時空の歪みとして捉えられた謎の重力波の存在。世界に衝撃を与えたこの観測事実から宇宙誕生に迫る最新の宇宙論を紹介する話題の書籍『宇宙はいかに始まったのか ナノヘルツ重力波と宇宙誕生の物理学』。この記事では観測された謎の重力波「ナノヘルツ重力波」の正体に迫るため、その観測手法のもととなった電波天文学について紹介します。実は、電波天文学はまったくの偶然によって始まったものなのです!

*本記事は、『宇宙はいかに始まったのか』(ブルーバックス)を再構成・再編集したものです。

電波天文学の前夜。ジャンスキーの偶然の発見

実は、電波天文学の始まりは天文学者による研究ではありませんでした。これは、米国の電波技術者のカール・ジャンスキーの偶然の発見によるものです。

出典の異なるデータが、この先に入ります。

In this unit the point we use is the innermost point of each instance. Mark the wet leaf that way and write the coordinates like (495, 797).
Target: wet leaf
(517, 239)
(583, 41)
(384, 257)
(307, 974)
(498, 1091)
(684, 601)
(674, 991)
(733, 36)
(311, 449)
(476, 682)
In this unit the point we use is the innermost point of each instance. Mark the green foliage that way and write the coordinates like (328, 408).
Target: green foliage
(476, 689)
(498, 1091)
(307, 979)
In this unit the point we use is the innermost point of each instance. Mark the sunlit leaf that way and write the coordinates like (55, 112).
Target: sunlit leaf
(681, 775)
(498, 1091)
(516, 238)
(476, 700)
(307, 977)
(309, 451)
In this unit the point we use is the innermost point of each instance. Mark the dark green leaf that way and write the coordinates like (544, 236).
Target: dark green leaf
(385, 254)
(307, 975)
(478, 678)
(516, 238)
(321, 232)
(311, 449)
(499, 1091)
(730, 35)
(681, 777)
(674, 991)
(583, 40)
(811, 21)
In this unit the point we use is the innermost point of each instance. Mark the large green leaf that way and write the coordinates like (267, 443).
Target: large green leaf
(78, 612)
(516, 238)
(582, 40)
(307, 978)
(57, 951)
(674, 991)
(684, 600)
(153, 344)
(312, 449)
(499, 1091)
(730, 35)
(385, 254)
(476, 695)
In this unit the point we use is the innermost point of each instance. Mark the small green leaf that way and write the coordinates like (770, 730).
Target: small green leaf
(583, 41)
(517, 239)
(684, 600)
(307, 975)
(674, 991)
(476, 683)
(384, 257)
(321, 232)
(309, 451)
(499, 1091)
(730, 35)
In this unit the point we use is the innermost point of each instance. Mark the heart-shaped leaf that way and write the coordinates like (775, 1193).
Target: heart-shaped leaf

当時、ジャンスキーが勤務していたのは米国のベル研究所でした。ベル研究所は、発明家グラハム・ベルが創設したボルタ研究所に起源をもつ電気技術、とくに電話に関わる技術開発で優れた実績をあげた研究所です。

カール・ジャンスキー

大学卒業後の1928年にベル研究所に入所したジャンスキーは、電波の研究に取り組み、屋外に受信機を設置し、あらゆる方向からの電波信号を片っ端から記録しました。彼は、検出した電波雑音を3種類に分類しました。

それが、近隣の雷、遠方の雷、そして未知の信号です。

未知の電波信号と「太陽起源説」

彼はそのうちの未知の信号を分析しました。そして、未知の信号が1日周期で変動していることに気づきます。

彼は当初この信号の正体を、太陽が出している電波を地球の自転によって1日周期で受信しているものだと解釈しました。これは「太陽起源説」とよばれました。

その後、より精密に測定したところ、その未知の電波信号の変動周期は、正確には23時間56分であることが判明しました。

太陽起源説が正しければ、ピッタリ24時間でなければなりません。したがって、太陽起源説は棄却されました。

ここで、この1日が24時間というのは、太陽日(たいようじつ)とよばれるものです。

時間の定義には、太陽の動きに基づく太陽時(たいようじ)があり、ある地上の場所で太陽高度が最も高くなった瞬間から、翌日に再び最も高い位置にくる瞬間までの時間間隔を太陽日とよび、これが24時間の由来です。

しかし、夜空に輝く恒星のみかけの運動は、太陽のものとは少し異なっています。これは、地球が太陽の周りを公転運動するためです。地球が公転運動するため、太陽がふたたび最も高い位置に見えるためには、地球の自転1回分より少しばかり余分に回転する必要があるのです。

つまり、24時間の間に地球は1回転より少し多く回転しているのです。

一方、多くの恒星は非常に遠くにあるため、地球の公転による見かけの位置のずれも非常に小さいものです。

恒星日(図版作成:酒井春)

よって、地球の公転は、恒星の見かけの高度が最高点に到達してから再び最高点に戻るまでの時間間隔にほとんど影響しません。この時間間隔は「恒星日(こうせいび)」とよばれ、これこそが約23時間56分なのです。